As part of my Communication minor in College, I had to study McLuhan’s work. Based on what I can remember from my college studies (difficult, I know), McLuhan made the convincing case that nothing can prevent our media consumption from having some effect on us.
From how we view the world, political issues and maybe even what we ourselves think we like, McLuhan makes a pessimistic argument on this not being entirely benevolent or benign. It would be very easy not just to effect our outlooks but our own habits.
Around the same time as Videodrome, Poltergeist was also seen as a more subtle criticism of television having a negative effect on the human experience. Craig T. Nelson rolling out a hotel’s TV following the TV-related paranormal horror of the film at the end was quite purposeful on Tobe Hooper’s and Spielberg’s part.
Videodrome goes the extra mile by making the television program a corporate mind control conspiracy and Max finds himself quite stuck in a situation I wouldn’t wish on anyone.

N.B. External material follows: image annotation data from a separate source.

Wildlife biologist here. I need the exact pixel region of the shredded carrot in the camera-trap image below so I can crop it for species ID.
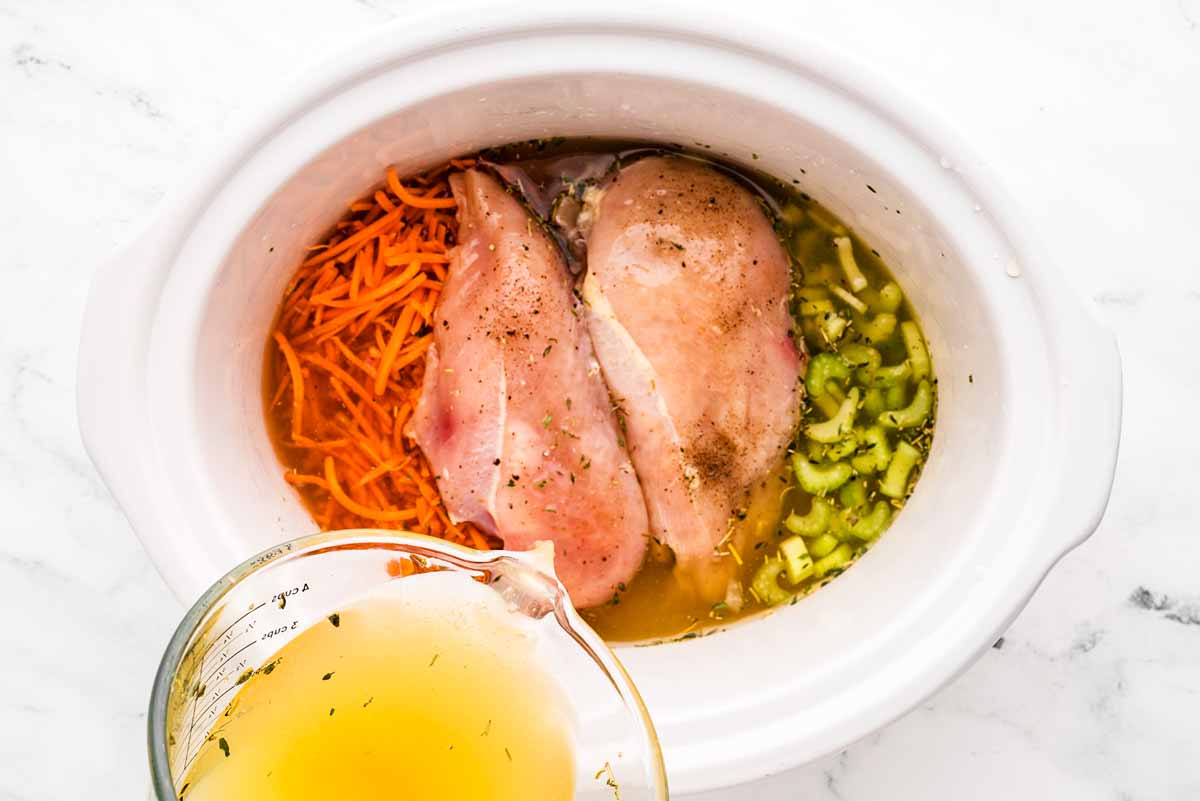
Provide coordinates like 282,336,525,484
263,159,499,548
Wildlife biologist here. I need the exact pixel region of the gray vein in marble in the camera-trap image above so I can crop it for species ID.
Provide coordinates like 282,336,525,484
1129,586,1200,626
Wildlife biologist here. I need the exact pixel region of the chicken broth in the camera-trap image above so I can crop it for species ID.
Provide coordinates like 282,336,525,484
265,139,936,642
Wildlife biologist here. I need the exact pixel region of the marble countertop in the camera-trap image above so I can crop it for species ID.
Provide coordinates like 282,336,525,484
0,0,1200,801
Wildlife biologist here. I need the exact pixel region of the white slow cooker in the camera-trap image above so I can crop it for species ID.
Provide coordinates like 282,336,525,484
79,4,1121,793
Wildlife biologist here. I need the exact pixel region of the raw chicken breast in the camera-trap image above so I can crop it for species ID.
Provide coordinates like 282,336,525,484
581,157,806,600
412,170,648,607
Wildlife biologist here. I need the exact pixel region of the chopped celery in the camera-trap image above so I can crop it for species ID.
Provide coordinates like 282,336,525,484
850,501,892,542
871,361,912,390
854,312,896,343
829,284,866,314
779,537,812,584
850,429,892,475
809,534,839,559
900,320,932,381
812,392,845,417
833,236,866,293
792,453,854,495
804,354,850,398
821,314,850,344
796,297,834,317
838,478,866,508
880,440,920,498
804,386,859,444
784,498,833,537
880,381,934,428
824,433,858,462
863,387,888,420
880,281,904,312
812,542,854,578
750,558,792,607
838,342,883,386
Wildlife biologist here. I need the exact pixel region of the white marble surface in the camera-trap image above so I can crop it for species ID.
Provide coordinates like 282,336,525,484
0,0,1200,801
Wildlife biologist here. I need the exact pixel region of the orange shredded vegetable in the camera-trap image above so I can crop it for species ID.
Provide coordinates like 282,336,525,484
263,161,499,548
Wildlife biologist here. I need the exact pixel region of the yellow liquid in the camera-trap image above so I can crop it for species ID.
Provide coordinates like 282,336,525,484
179,574,575,801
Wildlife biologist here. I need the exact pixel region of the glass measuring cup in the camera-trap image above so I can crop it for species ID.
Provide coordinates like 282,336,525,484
149,529,667,801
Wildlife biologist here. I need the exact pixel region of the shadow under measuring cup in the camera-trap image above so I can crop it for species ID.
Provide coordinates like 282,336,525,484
149,530,667,801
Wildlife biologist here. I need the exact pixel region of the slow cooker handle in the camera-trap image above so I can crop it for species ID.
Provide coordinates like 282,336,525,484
76,220,179,528
1046,303,1122,561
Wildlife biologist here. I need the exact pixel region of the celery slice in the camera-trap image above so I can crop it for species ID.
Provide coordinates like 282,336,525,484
900,320,932,381
779,537,812,584
854,312,896,343
812,542,854,578
804,354,850,398
838,478,866,508
829,284,866,314
750,558,792,607
863,387,888,420
880,440,920,498
838,342,883,386
821,314,850,344
880,380,934,428
804,386,859,444
850,424,892,475
833,236,866,293
809,534,840,559
784,498,833,537
792,453,854,495
870,361,912,390
850,501,892,542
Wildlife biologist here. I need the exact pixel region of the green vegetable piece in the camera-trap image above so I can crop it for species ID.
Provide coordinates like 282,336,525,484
812,542,854,578
880,440,920,498
784,498,833,538
850,429,892,475
750,558,792,607
833,236,866,293
863,387,888,420
797,296,834,317
804,354,850,399
804,386,859,444
900,320,934,381
838,342,883,386
829,284,866,314
880,281,904,313
792,453,854,496
779,537,812,584
809,534,840,559
838,478,866,508
823,433,858,462
821,314,850,344
812,392,844,417
880,380,934,428
850,501,892,542
854,312,896,344
870,361,912,390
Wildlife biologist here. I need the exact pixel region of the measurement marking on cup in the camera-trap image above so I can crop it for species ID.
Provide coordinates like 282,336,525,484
200,639,258,685
202,603,266,662
200,685,238,738
184,602,266,770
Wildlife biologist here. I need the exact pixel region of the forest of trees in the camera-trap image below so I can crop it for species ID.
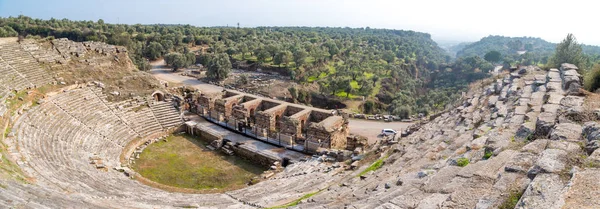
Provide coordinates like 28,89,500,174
0,16,585,115
457,36,600,68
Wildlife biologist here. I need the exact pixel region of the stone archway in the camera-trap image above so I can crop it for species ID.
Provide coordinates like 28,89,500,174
300,120,306,137
275,115,281,131
248,108,255,126
152,91,165,102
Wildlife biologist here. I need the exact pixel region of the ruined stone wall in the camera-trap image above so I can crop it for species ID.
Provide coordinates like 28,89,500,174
330,126,350,149
198,94,215,115
215,95,243,117
232,146,280,167
264,105,286,131
254,112,271,129
231,105,249,120
284,105,304,116
257,100,281,111
307,116,349,149
309,111,331,123
279,110,311,137
231,99,261,120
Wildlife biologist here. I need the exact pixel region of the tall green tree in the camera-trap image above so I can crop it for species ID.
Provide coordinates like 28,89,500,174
145,41,164,60
165,52,188,71
206,53,231,81
483,51,502,63
550,33,585,68
294,49,308,67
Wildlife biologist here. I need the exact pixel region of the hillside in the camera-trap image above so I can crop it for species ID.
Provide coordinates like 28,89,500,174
0,16,473,115
456,36,600,65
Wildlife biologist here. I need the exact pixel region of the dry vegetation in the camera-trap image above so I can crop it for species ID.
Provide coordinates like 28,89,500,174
133,135,264,193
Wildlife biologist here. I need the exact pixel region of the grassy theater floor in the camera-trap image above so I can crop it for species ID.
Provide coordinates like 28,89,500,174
133,135,265,192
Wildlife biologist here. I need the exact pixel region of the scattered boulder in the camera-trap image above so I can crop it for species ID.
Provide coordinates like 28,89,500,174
515,174,565,209
550,123,582,141
534,149,567,173
535,112,556,138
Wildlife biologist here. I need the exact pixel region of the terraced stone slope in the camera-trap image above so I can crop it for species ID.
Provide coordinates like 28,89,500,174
0,35,600,209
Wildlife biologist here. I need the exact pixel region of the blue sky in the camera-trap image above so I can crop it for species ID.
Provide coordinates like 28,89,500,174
0,0,600,45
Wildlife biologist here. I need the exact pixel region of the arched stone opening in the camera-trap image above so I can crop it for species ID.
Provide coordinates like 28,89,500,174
152,91,165,102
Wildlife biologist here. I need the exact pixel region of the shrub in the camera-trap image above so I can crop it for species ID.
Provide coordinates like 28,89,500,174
483,150,494,160
583,64,600,92
456,157,469,167
498,190,523,209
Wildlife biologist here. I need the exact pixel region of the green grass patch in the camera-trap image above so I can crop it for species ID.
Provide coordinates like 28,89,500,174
350,81,360,89
483,150,494,160
456,157,469,167
4,127,11,138
358,156,387,176
268,190,323,209
335,91,360,99
370,80,381,97
133,135,265,191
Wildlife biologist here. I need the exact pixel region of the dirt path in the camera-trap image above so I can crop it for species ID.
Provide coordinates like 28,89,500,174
348,119,413,144
150,59,223,93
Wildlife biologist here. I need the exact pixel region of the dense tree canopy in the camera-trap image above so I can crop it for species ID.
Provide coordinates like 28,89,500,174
483,51,502,63
206,53,231,81
0,16,516,115
550,33,585,67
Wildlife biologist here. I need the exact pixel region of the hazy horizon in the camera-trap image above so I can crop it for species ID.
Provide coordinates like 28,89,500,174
0,0,600,45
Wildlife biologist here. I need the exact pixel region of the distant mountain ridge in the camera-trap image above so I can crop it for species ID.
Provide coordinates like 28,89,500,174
456,36,600,57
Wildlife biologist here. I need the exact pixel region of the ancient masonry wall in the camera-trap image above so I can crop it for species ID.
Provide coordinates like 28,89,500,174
198,91,349,151
279,110,311,137
256,105,286,131
231,99,262,120
198,94,215,114
307,116,349,149
215,95,244,117
186,126,274,167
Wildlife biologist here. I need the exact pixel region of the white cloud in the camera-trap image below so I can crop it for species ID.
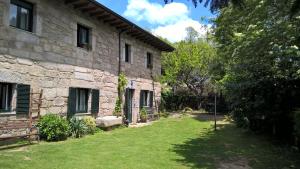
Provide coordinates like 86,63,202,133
124,0,189,24
124,0,210,42
152,19,210,42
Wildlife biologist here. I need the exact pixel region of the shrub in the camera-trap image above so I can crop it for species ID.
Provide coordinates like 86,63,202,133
294,109,300,138
158,111,170,118
83,117,97,134
140,108,147,122
182,107,193,114
70,117,87,138
38,114,70,141
113,98,122,117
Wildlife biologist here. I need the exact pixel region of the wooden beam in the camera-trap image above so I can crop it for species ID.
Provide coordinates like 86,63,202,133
74,2,90,9
117,25,130,29
97,14,111,20
90,11,105,17
110,21,123,26
65,0,79,5
103,18,117,23
81,6,98,13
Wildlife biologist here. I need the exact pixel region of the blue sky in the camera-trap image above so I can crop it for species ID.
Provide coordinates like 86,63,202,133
97,0,214,42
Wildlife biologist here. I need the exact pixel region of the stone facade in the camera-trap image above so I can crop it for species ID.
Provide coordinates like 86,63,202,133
0,0,161,123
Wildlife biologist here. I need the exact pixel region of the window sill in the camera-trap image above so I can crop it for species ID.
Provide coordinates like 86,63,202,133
0,111,16,117
77,45,92,52
75,113,92,116
9,25,36,36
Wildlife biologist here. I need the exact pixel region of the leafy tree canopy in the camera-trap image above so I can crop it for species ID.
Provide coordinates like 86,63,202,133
162,27,216,99
214,0,300,133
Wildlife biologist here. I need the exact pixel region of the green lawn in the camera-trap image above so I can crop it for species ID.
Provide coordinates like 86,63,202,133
0,117,300,169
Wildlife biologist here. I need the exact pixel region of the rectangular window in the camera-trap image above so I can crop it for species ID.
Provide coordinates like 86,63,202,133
9,0,33,32
125,44,131,63
0,83,12,112
76,88,89,113
140,90,153,107
147,52,153,69
77,24,91,50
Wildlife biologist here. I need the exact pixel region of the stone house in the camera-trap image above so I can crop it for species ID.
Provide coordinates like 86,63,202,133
0,0,174,128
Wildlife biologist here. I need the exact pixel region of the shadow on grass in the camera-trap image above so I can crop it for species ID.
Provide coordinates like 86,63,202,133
171,117,300,169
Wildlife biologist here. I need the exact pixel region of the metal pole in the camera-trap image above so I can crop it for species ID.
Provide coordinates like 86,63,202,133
215,92,217,131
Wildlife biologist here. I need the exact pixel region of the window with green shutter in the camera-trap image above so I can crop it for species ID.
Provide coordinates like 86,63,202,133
140,90,153,107
91,89,100,115
16,84,30,114
0,83,13,113
68,88,76,118
68,88,93,117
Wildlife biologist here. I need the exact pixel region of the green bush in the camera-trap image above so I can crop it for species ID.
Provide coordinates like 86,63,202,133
37,114,70,141
113,98,122,117
70,117,87,138
294,109,300,138
83,117,97,134
181,107,194,114
140,108,147,122
158,111,170,118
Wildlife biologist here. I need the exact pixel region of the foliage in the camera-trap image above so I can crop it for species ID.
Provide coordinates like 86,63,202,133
113,73,128,117
211,0,300,135
113,98,122,117
83,116,97,134
140,108,147,122
161,29,216,107
158,111,170,118
37,114,70,141
294,109,300,138
118,73,128,94
70,117,87,138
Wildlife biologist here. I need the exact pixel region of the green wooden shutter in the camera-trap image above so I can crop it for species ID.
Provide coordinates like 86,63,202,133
140,90,145,109
67,87,76,118
150,91,153,107
16,84,30,114
91,89,100,115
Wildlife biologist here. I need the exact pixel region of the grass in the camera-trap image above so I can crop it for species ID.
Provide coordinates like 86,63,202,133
0,117,300,169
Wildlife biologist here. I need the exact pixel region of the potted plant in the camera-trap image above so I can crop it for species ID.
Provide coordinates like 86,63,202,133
140,108,147,123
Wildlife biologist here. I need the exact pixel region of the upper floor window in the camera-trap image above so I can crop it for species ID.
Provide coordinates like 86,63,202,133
0,83,12,112
140,90,153,107
146,52,153,69
9,0,33,32
76,88,89,113
125,44,131,63
77,24,91,49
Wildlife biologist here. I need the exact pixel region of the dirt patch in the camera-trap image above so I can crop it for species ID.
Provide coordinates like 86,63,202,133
218,158,252,169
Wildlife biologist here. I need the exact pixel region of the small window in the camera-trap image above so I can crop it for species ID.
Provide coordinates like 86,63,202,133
146,52,153,69
77,25,91,50
9,0,33,32
0,83,12,113
125,44,131,63
76,88,89,113
140,90,153,107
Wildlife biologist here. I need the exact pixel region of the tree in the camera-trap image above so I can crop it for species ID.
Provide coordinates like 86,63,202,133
213,0,300,135
162,28,215,107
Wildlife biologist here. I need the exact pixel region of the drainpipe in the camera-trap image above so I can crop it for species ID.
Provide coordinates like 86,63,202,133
118,29,126,75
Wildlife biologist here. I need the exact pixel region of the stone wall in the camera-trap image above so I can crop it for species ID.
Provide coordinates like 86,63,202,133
0,0,161,125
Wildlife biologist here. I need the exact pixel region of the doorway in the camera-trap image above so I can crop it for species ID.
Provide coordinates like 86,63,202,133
125,88,134,123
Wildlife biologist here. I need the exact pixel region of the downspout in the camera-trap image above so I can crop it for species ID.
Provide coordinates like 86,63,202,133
118,29,126,75
118,29,126,114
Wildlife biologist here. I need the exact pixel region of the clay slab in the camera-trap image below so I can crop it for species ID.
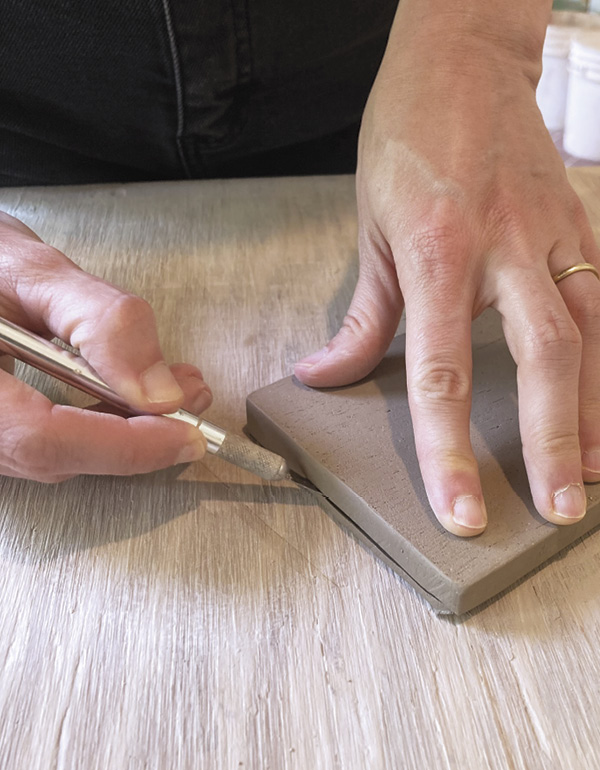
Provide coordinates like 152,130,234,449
247,317,600,614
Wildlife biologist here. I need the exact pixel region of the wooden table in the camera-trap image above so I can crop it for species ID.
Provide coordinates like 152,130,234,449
0,169,600,770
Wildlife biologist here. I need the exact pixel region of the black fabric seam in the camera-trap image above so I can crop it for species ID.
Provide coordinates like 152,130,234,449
161,0,192,179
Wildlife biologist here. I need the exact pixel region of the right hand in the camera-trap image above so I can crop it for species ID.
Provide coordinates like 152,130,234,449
0,212,212,482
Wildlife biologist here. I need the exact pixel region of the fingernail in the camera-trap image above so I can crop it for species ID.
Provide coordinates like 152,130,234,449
175,437,206,465
191,383,212,414
581,449,600,473
141,361,183,404
296,347,329,369
552,484,586,519
452,495,487,529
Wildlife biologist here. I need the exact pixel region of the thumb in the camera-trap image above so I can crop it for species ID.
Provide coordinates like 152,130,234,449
0,234,184,413
294,249,404,388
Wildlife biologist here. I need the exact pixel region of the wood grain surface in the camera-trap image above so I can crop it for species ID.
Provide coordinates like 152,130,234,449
0,169,600,770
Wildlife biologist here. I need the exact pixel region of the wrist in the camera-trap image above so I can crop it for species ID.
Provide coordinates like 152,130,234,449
386,0,552,83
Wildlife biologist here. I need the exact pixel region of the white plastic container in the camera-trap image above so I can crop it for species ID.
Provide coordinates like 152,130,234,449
563,30,600,161
536,21,577,131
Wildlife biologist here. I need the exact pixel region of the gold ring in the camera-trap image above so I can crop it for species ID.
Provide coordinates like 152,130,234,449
552,262,600,283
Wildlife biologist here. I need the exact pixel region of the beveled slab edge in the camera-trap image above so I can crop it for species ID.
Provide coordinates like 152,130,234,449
246,388,600,615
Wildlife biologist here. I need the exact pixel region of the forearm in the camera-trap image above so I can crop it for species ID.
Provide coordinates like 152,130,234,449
387,0,552,82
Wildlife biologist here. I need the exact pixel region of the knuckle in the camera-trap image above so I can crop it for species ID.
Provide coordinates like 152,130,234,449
3,425,60,481
411,360,471,404
525,312,582,362
410,200,469,281
105,293,154,333
571,278,600,328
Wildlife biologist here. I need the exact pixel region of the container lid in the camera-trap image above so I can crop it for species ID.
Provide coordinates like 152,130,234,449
569,30,600,81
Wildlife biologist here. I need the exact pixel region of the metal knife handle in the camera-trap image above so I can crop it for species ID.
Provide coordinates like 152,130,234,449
0,318,289,481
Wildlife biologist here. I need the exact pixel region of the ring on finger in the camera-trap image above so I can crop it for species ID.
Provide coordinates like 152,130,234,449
552,262,600,283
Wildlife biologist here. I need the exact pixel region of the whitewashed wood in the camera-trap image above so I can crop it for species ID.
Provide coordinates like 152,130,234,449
0,169,600,770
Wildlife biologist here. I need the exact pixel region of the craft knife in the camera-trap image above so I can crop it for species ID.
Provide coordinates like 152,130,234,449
0,318,318,492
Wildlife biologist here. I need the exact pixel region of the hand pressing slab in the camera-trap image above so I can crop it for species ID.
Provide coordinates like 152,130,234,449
247,315,600,614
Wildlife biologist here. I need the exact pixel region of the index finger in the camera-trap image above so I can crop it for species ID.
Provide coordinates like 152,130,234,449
405,282,487,537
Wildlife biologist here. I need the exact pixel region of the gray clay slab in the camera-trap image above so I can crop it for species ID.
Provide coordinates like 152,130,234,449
247,314,600,614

Due to the ominous tone, not helped by a more laid back than I’m used to portrayal by Woods, Videodrome crept me out on multiple levels. It spooked me sexually, viscerally through Cronenberg’s trademark and impressive body horror and making me consider how deep down a rabbit hole humanity at large is with today’s digital media.
Though Wall-E and Her would also comment on the smart device era’s deleterious repercussions, Videodrome, a film from 1983 made me think about my connections with my own media devices.
Think about how connected you feel to your smartphone, laptop or home console. You might feel lost and dare I say incomplete nowadays in their absence. Considering the poor effects of too much screentime that has been reported, this modern day symbiotic relationship might be an abusive one.
When I see James Woods’ literally fondle his sexualized, organic TV with Debbie Harry’s face, with emphasis on her lips, I find it uncomfortable how much this blatant symbolism connects more now than it did then.
Considering how I own multiple devices, including a TV, this bizarre relationship would be polygamous at this point, all vying for more of my attention.
Videodrome, in spite of its relevant subject matter and one hell of an ominous yet awesome score by Howard Shore, is not for everyone. It’s gross moments are, surprise surprise, very gross and its fearless exploration of taboo subject matter like S&M might further draw people away.
I’m an open-minded guy and when Cronenberg delves into this stuff, I know he’s examining it with care and his consideration makes Videodrome ultimately more fascinating than it is revolting.
Perhaps the gross out factor is part of Cronenberg’s warning and perhaps as early as the 1980s’, he figured that warning was already too late. Humanity would grow closer and closer to technology’s nigh intimate compulsion and us escaping it, as the grim ending suggests, is impossible. Pandora’s box was opened and inside was a television.